I wanted to say something to him because I never got to say the things I needed to my own husband when he was still alive. I never got to express to him my love for how bravely he endured his fight. I got caught up in all the "doing" during that time. I was too busy worrying about the kids' schedules and logistics —practices and games, homework and dinner. I ran around here and there, errands and grocery or the pharmacy, hurrying through bath and bedtime routines each night so I could flop in bed at night and zone out or fall asleep to Mad Men episodes on Netflix. I didn't go to as many chemo appointments as I should have with him —and the ones I went to—I often changed the subject from sickness to something I saw in a magazine or I tried to make jokes with him rather than focus on our reality. I wanted to push aside that sad atmosphere and avoid talking about the grim fate that awaits people who sit in that room. I was such a coward.

I thought I had more time. I was apparently terrible at reading the faces of all those doctors who always seemed to project a small sliver of hope that he'd beat the odds. Matthew had had numerous health scares over the course of time that were a direct result of his 1995 kidney transplant or related to the medicines he took over the years. But he always got better. Cancer was a different beast. But I kept telling myself he'd beat that too.

I never wanted to accept that I'd run out of time. That we'd run out of time. But I did. We did.

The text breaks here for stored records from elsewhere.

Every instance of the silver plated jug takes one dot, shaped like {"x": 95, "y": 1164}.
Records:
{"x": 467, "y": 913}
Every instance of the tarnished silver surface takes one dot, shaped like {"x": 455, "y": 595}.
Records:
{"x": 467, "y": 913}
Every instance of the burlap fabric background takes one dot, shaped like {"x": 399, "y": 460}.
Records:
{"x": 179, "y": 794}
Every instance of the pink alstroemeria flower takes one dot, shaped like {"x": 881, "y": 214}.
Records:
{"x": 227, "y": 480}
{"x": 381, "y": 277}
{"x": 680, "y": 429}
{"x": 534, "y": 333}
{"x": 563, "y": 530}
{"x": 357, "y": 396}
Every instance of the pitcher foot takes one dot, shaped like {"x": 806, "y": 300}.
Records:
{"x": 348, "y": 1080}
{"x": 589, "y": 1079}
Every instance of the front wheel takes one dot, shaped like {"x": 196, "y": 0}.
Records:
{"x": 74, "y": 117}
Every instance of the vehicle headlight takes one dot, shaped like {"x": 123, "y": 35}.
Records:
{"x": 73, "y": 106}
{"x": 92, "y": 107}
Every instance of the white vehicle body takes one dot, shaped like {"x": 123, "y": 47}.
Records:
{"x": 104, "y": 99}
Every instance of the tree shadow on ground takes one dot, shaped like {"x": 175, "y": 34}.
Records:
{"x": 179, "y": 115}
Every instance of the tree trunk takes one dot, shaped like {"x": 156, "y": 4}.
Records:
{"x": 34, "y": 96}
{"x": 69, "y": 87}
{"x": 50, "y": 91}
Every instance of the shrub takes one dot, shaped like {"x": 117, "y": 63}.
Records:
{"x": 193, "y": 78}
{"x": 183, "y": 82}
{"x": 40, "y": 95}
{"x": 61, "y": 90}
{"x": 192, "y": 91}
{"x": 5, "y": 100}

Matthew was always the strong, sensible one. He always knew what to do in every situation or how to handle things when they went awry. In 20 years, we had a shit-ton of awry. But I don't ever remember a time where I doubted his ability to take care of it —whether it be when our boat broke down in the middle of the Ohio River with me and the kids stranded in it; or the time his family business was in such financial distress that he chose not to take a paycheck in order to save some of his employees. He was strong in every single thing he did

That didn't change after he got sick. Yes, he was scared. I will never forget diagnosis day when he fell to his knees in our bedroom as if being sucker punched with a fate we never imagined. I was never the strong one, never the one with any idea on what to do or where to turn. I didn't know what to say. I didn't have an answer and couldn't come up with anything positive to say or a silver lining. My heart went dark that day. I could only cry with him, there at my feet, realizing I was going to lose him.

I didn't know yet, when I woke up on that Sunday before Thanksgiving of 2017 and walked downstairs that morning, that I was already a widow. I didn't know the time had expired on my window to let him know how much he was loved and how brilliantly he handled being so sick for almost two years. How, despite being so scared to leave us, he magnificently endured as the life was being ripped from his body each day.

I've realized, too late, how steadfast and brave he was in the face of death. He tried every day, knowing he'd never see them to their next birthdays, to show our four children even the weakest smile. He even tried to smirk for the nurses when they took his vitals or drew blood for the umpteenth time. He nodded appreciatively to friends and strangers who said they were pulling for him. After he lost the use of his speech, he still managed to send his friends an upbeat text or message me a "love you" following his request for more morphine.

He clenched my hand so tightly before I went upstairs to bed the last night I saw him alive. I didn't say anything. I didn't know about the time constraint I was under at that very moment, but maybe he did. He shed no tears and he said no words. He only used quiet bravery that last night, to endure a little bit more. Which is what I will always remember. I see now—in the culmination of months and months of his suffering and misery—he showed me what being brave really was.

I am still learning to live free of cowardice— to live bravely for as long as I have left. I'm going to hopefully show my kids, too. If only all of us on this side could be so brave in living as he was in dying, we'd all be pretty ok.

My husband's last trip with my kids to the beach, when he was weak and frail— but not enough to keep him from holding our 'baby'.